In this episode of Innovators Playbook, host Seth Narayanan sits down with Lesley Jordan, Chief Product and Technology Officer at Clinicom, to explore how AI is revolutionizing mental and behavioral healthcare. With a background spanning clinical trials, digital health, and regulatory compliance, Les shares his career journey and how it led him to Clinicom, where he now spearheads product and technology development. He unpacks how Clinicom uses adaptive assessments, GenAI-powered SOAP note generation, and regulatory-first design to deliver scalable and secure mental health tools.
The conversation dives deep into the tech behind Clinicom’s AI-powered assessments, EMR integrations, compliance with HIPAA/GDPR/CFR standards, and the emerging role of AI in population health. Les also shares his leadership philosophies, innovation strategies, and practical advice for aspiring tech professionals in today’s AI-driven landscape. Whether you’re in healthcare, tech, or product leadership, this episode is packed with insights on building impactful solutions that empower clinicians and patients alike.
Lesley Jordan isn’t just building digital forms, he’s redesigning how mental health care begins. At Clinicom, Les leads product and technology for a platform that uses adaptive AI assessments to detect over 80 conditions before a patient’s first session. In this episode of The Innovators Playbook, Les sits down with Seth Narayanan to unpack how early data, combined with LLM-generated SOAP notes, is giving clinicians a head start and helping track treatment progress over time.

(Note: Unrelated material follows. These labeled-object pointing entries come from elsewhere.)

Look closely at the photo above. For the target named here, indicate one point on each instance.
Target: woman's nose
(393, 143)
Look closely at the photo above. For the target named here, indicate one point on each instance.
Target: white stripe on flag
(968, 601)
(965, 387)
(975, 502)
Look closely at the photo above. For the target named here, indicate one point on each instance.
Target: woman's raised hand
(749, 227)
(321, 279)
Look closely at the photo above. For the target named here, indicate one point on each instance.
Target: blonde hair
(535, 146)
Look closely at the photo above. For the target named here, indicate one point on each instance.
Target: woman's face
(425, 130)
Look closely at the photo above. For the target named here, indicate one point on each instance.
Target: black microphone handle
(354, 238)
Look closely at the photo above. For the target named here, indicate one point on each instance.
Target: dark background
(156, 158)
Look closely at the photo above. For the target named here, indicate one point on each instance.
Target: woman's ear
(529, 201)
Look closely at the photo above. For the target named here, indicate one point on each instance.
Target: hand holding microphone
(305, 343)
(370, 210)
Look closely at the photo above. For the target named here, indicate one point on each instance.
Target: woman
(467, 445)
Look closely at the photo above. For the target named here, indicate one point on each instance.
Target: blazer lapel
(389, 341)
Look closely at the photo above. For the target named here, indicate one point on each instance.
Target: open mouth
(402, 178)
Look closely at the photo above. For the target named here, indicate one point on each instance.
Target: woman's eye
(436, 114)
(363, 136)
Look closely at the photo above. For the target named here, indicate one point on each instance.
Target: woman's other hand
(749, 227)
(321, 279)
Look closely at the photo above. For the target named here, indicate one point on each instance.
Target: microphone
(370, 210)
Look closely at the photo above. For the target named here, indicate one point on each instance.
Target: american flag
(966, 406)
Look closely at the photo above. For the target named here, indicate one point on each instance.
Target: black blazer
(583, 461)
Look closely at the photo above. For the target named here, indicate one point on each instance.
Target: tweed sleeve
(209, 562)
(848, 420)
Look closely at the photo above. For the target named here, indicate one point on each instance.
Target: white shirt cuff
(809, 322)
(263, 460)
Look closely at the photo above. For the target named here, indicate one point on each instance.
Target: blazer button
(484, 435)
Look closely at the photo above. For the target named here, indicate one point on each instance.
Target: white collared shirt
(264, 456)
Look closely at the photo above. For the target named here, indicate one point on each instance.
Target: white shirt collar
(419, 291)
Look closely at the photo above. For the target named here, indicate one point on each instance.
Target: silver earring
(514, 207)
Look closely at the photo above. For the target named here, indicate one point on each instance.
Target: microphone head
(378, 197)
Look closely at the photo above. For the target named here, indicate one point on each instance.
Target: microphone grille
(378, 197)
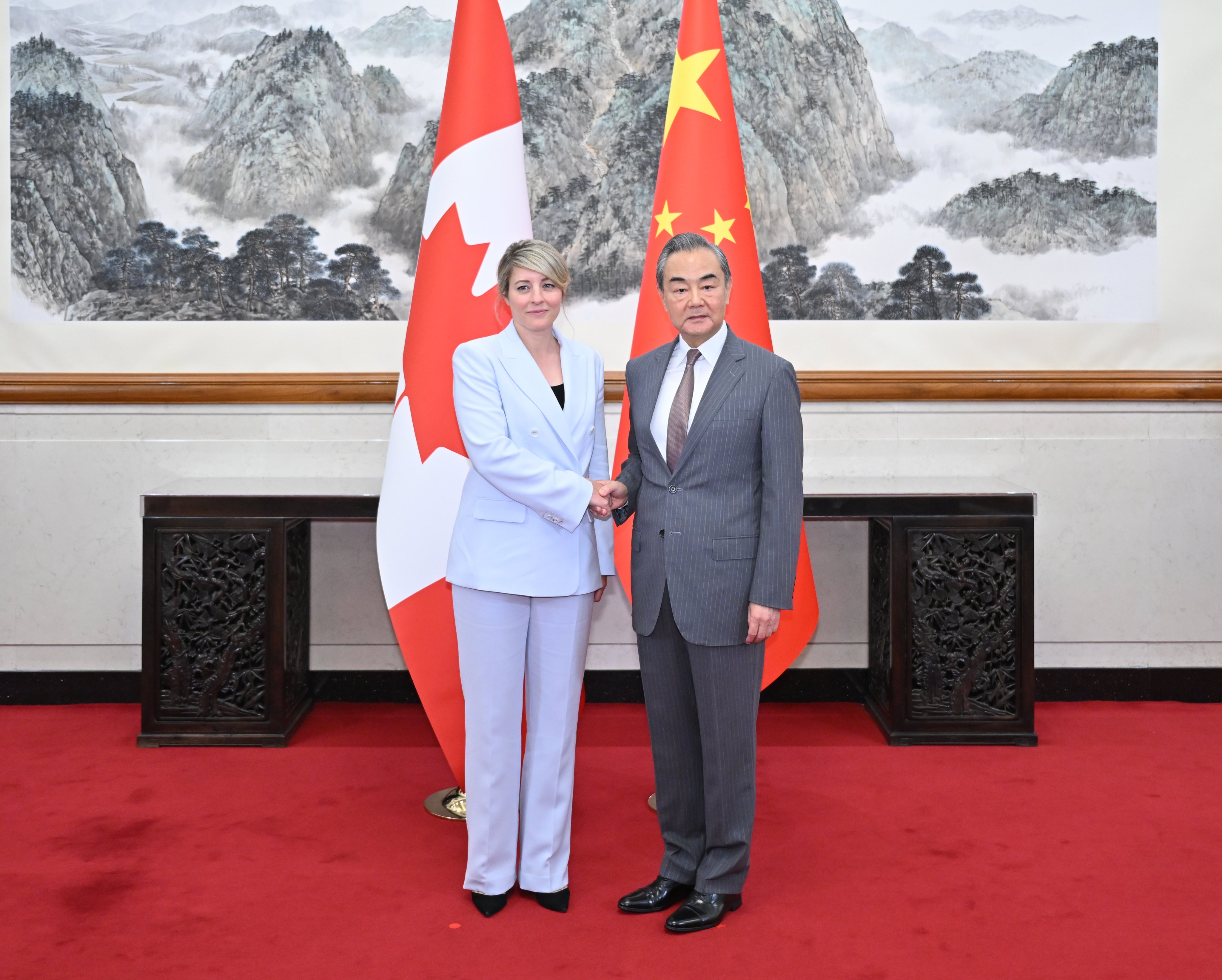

Les shares how his early work as a statistical programmer in life sciences evolved into leadership roles at Microsoft, Target Health, and now Clinicom. He explains the shift from augmented to generative AI in patient assessments, how his team uses IBM Watson to turn scores into narratives, and why privacy-first architecture, not just HIPAA and GDPR is central to product design.
In a space where compliance isn’t optional, Les walks through Clinicom’s approach to PHI encryption, data separation, and 21 CFR Part 11 readiness. He also reveals how FHIR-based EMR integrations automate assessment workflows, pulling appointments in, sending assessments out, and pushing reports directly into systems like Epic.
Les reflects on the trade-offs of running both product and engineering in a resource-constrained startup. From ruthless prioritization using value vs. effort frameworks to alternating roles by day of the week, he shares how structure enables clarity, and why innovation needs constraints to thrive.
Looking forward, Les explores how AI could help clinicians query their own patient populations for pattern insights from medication efficacy to treatment outcomes. He also shares how Clinicom is planning for the future with a sharp focus on cloud infrastructure, scalable security, and targeted feature expansion.
Les closes with clear advice for technologists entering the field: AI is touching everything, from coding to strategy to note-taking. Learn to prompt well, understand the tools, and position yourself not as a junior engineer but as someone AI-augmented from day one.